У нас были чистые соломенные тюфяки на чердаке амбара, чистая вода, не особо разрушенная деревня, так что было где прогуляться; по вечерам — «Кошачья шубка». Мы могли наблюдать, как женщины работают в поле, как будто войны нет вовсе. Я вдруг осознал, что за линией фронта начинается совершенно новая страна, созданная мужчинами. Никто не видел ее прежде, и ни одна женщина там не бывала. В Эстанкуре можно каждый день покупать свежие яйца и молоко, если не боишься, что тебя обсчитают. А главное, у нас было еще целых три дня отдыха.
— Кажется, у тебя все отлично, — произнес он странным голосом. — Не могу поверить, как хорошо ты освоился.
— Ты о чем?
— Наверное, я не ожидал, что ты изменишься.
— Мы все изменились.
— Это точно.
Наступило молчание. Я чувствовал, что он разочарован во мне, и злился на него из-за этой разочарованности, хотя и знал, в чем ее причина. Почему он не захотел обсудить стихотворение?
— В школе я терпеть не мог стихи, — сказал Фредерик, и я услышал в его голосе вызов. — Пока ты не стал объяснять их мне.
У меня снова перехватило горло. Я откашлялся и проговорил:
— «Любимая, так будем же верны…» Тут ничего сложного, да?
— Видимо, он написал это женщине, в которую был влюблен.

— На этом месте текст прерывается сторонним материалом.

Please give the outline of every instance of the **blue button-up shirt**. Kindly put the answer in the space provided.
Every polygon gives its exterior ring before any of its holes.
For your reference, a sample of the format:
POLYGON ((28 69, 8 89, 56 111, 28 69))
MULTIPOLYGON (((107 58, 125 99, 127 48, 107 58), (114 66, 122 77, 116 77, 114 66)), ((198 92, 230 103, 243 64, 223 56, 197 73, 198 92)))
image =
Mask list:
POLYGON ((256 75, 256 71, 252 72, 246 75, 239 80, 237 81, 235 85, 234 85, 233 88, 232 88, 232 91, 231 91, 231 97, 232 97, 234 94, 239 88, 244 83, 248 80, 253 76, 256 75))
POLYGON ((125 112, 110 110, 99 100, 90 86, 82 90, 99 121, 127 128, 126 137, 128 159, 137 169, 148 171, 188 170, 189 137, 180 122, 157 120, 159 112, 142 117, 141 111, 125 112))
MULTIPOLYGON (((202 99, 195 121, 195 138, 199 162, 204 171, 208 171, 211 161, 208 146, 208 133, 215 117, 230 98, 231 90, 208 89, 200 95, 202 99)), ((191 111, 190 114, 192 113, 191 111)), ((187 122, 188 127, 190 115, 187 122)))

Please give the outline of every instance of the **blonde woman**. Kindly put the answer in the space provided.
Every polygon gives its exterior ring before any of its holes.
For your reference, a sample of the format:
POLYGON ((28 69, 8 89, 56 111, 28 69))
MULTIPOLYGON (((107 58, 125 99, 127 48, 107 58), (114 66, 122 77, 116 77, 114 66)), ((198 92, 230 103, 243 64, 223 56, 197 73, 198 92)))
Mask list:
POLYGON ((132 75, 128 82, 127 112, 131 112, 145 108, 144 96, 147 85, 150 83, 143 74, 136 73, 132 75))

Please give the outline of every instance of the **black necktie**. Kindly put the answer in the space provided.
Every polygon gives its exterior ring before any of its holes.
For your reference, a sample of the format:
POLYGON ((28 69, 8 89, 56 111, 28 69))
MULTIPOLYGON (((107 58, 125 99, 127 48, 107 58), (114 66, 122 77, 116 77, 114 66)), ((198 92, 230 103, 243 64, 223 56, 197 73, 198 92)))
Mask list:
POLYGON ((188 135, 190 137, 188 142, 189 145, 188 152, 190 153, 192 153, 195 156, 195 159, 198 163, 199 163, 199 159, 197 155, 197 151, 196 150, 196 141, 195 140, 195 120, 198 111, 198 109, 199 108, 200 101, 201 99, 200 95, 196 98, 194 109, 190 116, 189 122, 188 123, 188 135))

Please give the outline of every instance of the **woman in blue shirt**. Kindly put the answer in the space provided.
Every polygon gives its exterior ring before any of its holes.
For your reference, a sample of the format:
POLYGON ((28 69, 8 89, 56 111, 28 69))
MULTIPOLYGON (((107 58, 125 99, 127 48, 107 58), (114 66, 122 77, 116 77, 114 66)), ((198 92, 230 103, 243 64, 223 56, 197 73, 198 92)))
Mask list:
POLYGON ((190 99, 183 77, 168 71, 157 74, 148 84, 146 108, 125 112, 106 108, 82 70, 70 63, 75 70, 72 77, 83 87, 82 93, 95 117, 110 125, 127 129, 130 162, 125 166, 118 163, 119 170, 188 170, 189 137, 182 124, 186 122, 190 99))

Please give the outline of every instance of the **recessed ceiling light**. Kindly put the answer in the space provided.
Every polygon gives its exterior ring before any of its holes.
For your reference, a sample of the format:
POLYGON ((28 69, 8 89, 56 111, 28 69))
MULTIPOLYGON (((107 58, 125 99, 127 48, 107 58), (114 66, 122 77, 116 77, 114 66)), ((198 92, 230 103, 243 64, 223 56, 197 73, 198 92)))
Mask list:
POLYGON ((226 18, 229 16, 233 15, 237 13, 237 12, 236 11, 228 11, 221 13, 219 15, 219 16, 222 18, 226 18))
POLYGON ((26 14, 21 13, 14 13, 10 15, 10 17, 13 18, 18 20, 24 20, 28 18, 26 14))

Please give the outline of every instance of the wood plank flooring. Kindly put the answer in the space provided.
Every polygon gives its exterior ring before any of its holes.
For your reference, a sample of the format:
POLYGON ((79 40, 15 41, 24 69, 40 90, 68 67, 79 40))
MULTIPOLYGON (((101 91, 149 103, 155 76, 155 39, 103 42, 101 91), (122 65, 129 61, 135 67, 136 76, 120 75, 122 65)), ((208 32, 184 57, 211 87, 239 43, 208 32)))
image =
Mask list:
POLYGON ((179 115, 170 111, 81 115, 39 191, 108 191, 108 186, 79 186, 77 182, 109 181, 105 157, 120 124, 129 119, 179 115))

В ту ночь все звуки доносились отчетливее, чем обычно. В «Кошачьей шубке» кричали, где-то вдалеке взревел мотор. На ветру слегка поскрипывали сучья. Тяжелого обстрела не велось, доносились только одиночные разрывы. Приятно, что ты не там, но и слегка тревожно, как будто тебе подобает там находиться. Как будто то место, откуда слышна стрельба, — единственное, которое существует в реальности. Но все это чепуха. Фредерик стоял так близко, что я услышал, как он перевел дыхание, прежде чем заговорить.
— Скоро намечается очередное наступление, — сказал он. — Опять будем сражаться за то взгорье.
— Сутинское взгорье? — Я не мог поверить, что все опять должно повториться.
— Мы не можем позволить, чтобы они удерживали такую позицию, — произнес Фредерик каким-то неживым голосом. Не стоило ему рассказывать мне об этом. Такое полагалось знать офицерам, а рядовым следовало сообщать в надлежащее время, предпочтительно за несколько часов, чтобы им не пришлось слишком долго трястись от страха. До меня доходили кое-какие слухи, но иное дело — услышать из уст Фредерика.
— Если не удастся с первого раза, — сказал Фредерик, — будем пытаться снова, снова и снова.
Я ничего не ответил. По мне, так пусть фрицы удерживают Сутинское взгорье хоть целую вечность, лишь бы с нами не произошло то же, что с третьим батальоном. С нашей нынешней позиции мы не могли продвинуться вперед, но нам повезло, что у нас был спокойный участок. Теперь наше желание, чтобы ничего не происходило, кажется странным — ведь это означало бы, что война продлится вечно. Мы бы до второго пришествия топтались туда-сюда вдоль линии фронта. Но мы знали, что чем меньше у начальства грандиозных планов, тем лучше для нас.